Nedim MURAT GÜR
Benfica-Fenerbahçe maçını başka kimsenin göremeyeceği bir açıdan, kendi evimin televizyonundan seyrettim. Fenerbahçe deplasmanda olabilirdi ama bu ev benimdi ve bu evin içinde yabancı olması gereken Benfica’ydı. Bunun için maç öncesi elimden geleni yaptım.
EŞİME DE GÖREV VERDİM
Ben bile kaç defa takıldım, kaç defa çarptım dizimi, onlar kesin takılacaklar diye sinsice gülümsedim. Son olarak, pencereyi açıp evin içini iyice İstanbul havasıyla doldurdum. Aylardır bitmeyen inşaat gürültüsü de aynı hızla doldurdu içeriyi. Adamlar kesinlikle neye uğradıklarını şaşıracaklar.

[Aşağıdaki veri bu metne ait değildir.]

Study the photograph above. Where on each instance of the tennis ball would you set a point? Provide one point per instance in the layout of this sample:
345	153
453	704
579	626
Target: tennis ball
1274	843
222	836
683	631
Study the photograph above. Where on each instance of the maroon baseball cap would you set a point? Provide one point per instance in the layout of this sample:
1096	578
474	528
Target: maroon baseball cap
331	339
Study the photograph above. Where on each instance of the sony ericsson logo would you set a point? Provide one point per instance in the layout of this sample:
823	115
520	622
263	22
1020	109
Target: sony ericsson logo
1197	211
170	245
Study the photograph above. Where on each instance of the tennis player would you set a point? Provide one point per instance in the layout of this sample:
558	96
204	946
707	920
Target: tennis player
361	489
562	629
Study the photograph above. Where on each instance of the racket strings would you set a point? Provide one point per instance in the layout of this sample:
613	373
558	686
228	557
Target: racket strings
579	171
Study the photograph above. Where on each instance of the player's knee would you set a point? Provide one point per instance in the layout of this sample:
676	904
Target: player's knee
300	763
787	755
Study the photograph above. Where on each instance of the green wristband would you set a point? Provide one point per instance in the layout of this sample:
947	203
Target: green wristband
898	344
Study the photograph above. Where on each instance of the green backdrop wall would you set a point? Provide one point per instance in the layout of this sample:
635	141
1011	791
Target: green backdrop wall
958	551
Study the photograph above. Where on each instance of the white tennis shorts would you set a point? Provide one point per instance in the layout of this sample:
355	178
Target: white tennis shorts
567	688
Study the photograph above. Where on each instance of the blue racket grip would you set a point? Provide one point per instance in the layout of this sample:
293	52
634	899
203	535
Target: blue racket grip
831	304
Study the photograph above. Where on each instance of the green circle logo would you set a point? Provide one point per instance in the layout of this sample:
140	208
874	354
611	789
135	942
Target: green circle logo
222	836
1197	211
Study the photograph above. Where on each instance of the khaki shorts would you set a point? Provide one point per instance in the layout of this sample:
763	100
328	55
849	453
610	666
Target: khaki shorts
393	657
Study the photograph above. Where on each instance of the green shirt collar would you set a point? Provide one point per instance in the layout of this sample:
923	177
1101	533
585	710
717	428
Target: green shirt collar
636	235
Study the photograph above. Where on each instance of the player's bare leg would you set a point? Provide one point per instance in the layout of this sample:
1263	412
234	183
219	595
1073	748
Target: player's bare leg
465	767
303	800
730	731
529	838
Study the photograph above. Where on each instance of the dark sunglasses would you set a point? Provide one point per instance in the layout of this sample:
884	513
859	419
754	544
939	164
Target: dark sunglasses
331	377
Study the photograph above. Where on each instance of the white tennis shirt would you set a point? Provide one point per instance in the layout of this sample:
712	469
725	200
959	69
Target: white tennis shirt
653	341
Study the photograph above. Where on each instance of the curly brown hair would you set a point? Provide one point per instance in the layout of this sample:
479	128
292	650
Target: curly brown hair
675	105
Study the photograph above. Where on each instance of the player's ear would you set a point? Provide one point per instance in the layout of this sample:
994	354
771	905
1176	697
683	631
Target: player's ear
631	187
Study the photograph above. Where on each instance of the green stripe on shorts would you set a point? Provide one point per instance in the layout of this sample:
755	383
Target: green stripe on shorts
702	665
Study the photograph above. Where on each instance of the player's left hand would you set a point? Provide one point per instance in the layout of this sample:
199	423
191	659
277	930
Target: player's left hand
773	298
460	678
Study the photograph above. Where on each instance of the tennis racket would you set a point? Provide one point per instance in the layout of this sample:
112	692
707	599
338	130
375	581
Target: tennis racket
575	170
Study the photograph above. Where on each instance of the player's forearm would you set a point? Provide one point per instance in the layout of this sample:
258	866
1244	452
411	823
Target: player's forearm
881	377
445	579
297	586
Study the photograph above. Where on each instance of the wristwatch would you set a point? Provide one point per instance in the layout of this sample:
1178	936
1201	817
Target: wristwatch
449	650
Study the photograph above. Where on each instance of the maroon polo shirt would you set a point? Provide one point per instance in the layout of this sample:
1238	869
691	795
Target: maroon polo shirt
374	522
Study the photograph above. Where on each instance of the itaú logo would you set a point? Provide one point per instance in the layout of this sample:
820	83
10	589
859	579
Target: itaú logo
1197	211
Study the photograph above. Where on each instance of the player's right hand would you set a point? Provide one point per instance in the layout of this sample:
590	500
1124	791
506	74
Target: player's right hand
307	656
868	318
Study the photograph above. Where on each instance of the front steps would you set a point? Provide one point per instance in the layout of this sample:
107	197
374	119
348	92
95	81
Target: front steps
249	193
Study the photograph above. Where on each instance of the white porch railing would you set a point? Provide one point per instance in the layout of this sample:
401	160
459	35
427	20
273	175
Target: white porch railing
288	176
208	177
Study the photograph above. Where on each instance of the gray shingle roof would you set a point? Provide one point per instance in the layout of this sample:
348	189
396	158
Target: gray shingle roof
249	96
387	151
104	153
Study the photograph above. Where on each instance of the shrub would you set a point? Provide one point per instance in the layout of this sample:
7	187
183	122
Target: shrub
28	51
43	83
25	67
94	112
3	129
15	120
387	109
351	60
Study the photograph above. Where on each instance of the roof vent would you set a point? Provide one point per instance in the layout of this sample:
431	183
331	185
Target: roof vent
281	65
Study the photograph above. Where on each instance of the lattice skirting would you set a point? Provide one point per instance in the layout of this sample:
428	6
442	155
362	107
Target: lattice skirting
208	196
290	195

Maç öyle bir başladı ki, bu kadar hazırlığa rağmen sanki ne buranın hali böyle deyip, şöyle üstten bir tozunu aldılar salonun. Bizimkiler çok heyecanlı, çok dağınık başladı. Var gücümle bağırdım, bloklararası bağlantıyı koparmayın diye -söyleyince olur diye biliyorum- ama onların taraftarları da çok iyi hazırlanmıştı. Hep birlikte bağırarak sesimin önünü kestiler.